Tori’s voice came from the far side. “Hal, you okay? Hal!”
I picked up the three glowing pieces of loot, then stomped across the ashen wasteland where the Third Node had been. The pit spat flame and smoke as the hole at its center continued to burn; it was full of asphalt, and it’d probably go for a long, long time. “Yeah, I’m good, Tori.”
“Don’t do that again,” she said. “That was too much ‘kill them.’”
I laughed, then walked the mech away from the burning mushrooms and fungi. Then I slid out of the cockpit and presented three pieces of loot to Tori. “Any of these work for you?”
Elixir of The End (Legendary)
This Elixir can end the existence of any living thing. However, it spoils forty-eight hours after being removed from its host dungeon.

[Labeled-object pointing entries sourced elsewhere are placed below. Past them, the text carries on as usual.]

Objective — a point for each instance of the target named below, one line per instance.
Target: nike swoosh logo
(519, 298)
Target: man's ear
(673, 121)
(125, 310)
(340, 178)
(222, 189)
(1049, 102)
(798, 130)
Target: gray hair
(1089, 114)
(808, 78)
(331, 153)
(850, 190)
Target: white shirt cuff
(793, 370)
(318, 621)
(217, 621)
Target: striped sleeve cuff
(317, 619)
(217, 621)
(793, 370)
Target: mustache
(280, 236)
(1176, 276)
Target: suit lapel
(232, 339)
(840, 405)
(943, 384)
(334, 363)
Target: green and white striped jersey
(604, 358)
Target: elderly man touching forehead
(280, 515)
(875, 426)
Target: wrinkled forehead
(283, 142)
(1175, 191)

Gloves of the Fungal Mat (Legendary, Charge 27)
+22 Mana, +6 Awareness
These gloves allow the wielder to delay up to three spell-casts, holding them in ‘reserve’ until they’re needed. These spells count as cast, and other spells may be cast before casting them.

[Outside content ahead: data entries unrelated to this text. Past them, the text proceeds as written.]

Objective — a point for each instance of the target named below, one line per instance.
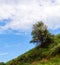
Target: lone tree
(40, 35)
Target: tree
(40, 35)
(2, 63)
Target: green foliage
(2, 63)
(41, 35)
(48, 54)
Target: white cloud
(26, 12)
(3, 54)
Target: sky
(16, 20)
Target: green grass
(49, 55)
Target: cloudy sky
(16, 20)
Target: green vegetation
(41, 36)
(47, 51)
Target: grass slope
(49, 55)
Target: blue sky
(16, 20)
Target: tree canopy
(40, 34)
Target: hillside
(49, 55)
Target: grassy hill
(49, 55)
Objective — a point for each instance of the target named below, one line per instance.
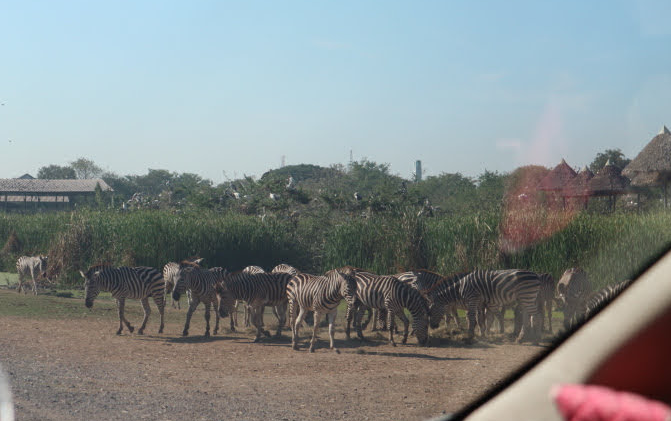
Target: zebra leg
(281, 314)
(207, 320)
(160, 304)
(317, 318)
(147, 312)
(390, 326)
(216, 320)
(121, 302)
(192, 307)
(296, 326)
(331, 319)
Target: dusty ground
(76, 368)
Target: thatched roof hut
(652, 166)
(579, 186)
(558, 178)
(609, 181)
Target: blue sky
(212, 86)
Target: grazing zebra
(573, 289)
(597, 301)
(257, 290)
(139, 283)
(486, 289)
(389, 294)
(169, 272)
(320, 294)
(545, 298)
(33, 266)
(201, 283)
(284, 268)
(423, 281)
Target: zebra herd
(427, 296)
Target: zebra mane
(451, 277)
(98, 267)
(187, 263)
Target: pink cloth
(596, 403)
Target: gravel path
(80, 370)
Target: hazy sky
(212, 86)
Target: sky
(223, 89)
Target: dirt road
(78, 369)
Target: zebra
(545, 298)
(573, 289)
(258, 290)
(33, 266)
(423, 281)
(389, 294)
(483, 289)
(321, 294)
(139, 283)
(598, 300)
(201, 283)
(284, 268)
(169, 272)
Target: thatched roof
(609, 181)
(579, 186)
(36, 187)
(558, 178)
(652, 166)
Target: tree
(615, 156)
(56, 172)
(85, 168)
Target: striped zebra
(169, 272)
(598, 300)
(201, 282)
(424, 281)
(573, 289)
(544, 301)
(483, 289)
(389, 294)
(320, 294)
(257, 290)
(138, 283)
(284, 268)
(33, 266)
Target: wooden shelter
(18, 193)
(609, 182)
(652, 166)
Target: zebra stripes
(424, 281)
(597, 301)
(486, 289)
(320, 294)
(573, 289)
(201, 283)
(138, 283)
(258, 290)
(33, 266)
(389, 294)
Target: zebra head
(91, 287)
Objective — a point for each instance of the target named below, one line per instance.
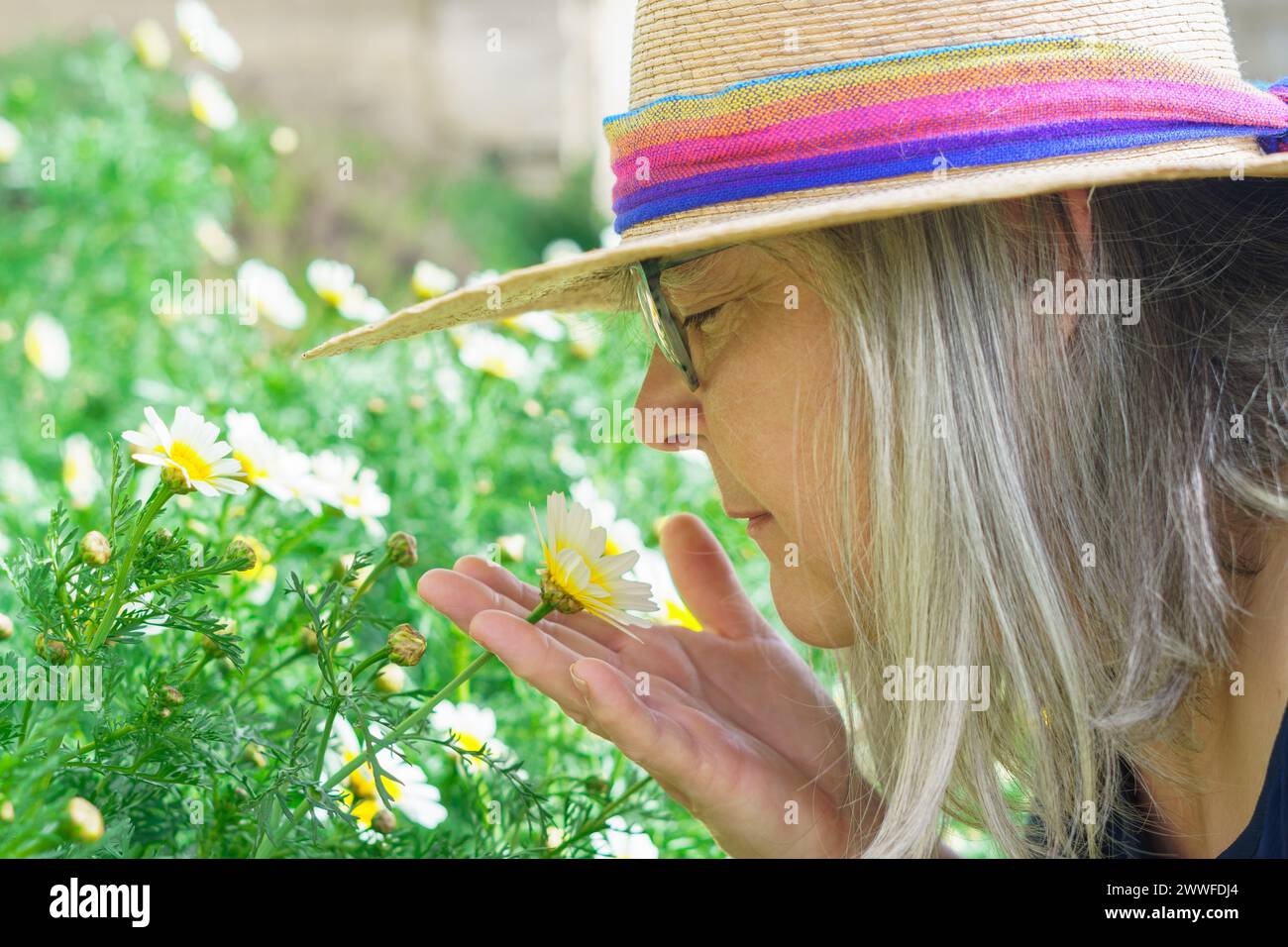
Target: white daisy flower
(200, 29)
(622, 841)
(494, 355)
(215, 241)
(18, 488)
(473, 728)
(559, 249)
(283, 140)
(482, 277)
(11, 140)
(360, 305)
(406, 785)
(351, 487)
(270, 295)
(80, 474)
(331, 279)
(296, 474)
(47, 346)
(429, 279)
(259, 455)
(581, 575)
(151, 44)
(210, 103)
(189, 446)
(541, 324)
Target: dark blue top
(1265, 835)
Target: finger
(462, 596)
(644, 735)
(539, 659)
(528, 595)
(704, 579)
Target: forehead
(730, 268)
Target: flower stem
(123, 573)
(407, 724)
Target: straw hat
(761, 118)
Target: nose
(669, 415)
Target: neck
(1244, 706)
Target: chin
(814, 615)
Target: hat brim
(596, 281)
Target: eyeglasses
(668, 330)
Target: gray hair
(1057, 506)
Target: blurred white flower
(297, 474)
(360, 305)
(585, 338)
(270, 295)
(47, 346)
(429, 279)
(331, 279)
(215, 241)
(210, 103)
(539, 322)
(494, 355)
(622, 841)
(200, 29)
(406, 785)
(559, 249)
(151, 44)
(18, 487)
(482, 277)
(80, 474)
(191, 446)
(9, 141)
(283, 140)
(473, 725)
(261, 457)
(349, 487)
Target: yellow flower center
(192, 463)
(253, 474)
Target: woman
(1020, 436)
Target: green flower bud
(175, 479)
(241, 552)
(254, 753)
(95, 549)
(82, 822)
(406, 646)
(402, 549)
(52, 650)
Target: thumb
(704, 578)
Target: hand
(732, 723)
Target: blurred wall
(420, 73)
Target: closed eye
(699, 317)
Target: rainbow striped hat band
(759, 119)
(965, 106)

Asphalt Treads (Epic, Charge 30)
+8 Body, +10 Awareness
These boots leave a flammable sludge in the wearer’s footsteps. On contact with fungal spores, this sludge instead grows a lower-leveled version of the fungus that created the spores. This sludge lasts for five minutes, and burns in fifteen seconds if lit on fire.
Tori grinned ferally and reached for both the boots and gloves. I held up a hand, but she shook her head. “They’re both mine. Trust me. You can have the elixir, though.”
I shook my head. “Greedy.”
“I am not! I just like loot, and I know what my build wants.”
My head kept shaking as I picked up the elixir and put it into my inventory next to the Elixir of Lifegiving. There was absolutely no doubt in my mind that I’d made the right choice in not using the first one—and no doubt that I’d be getting a third soon.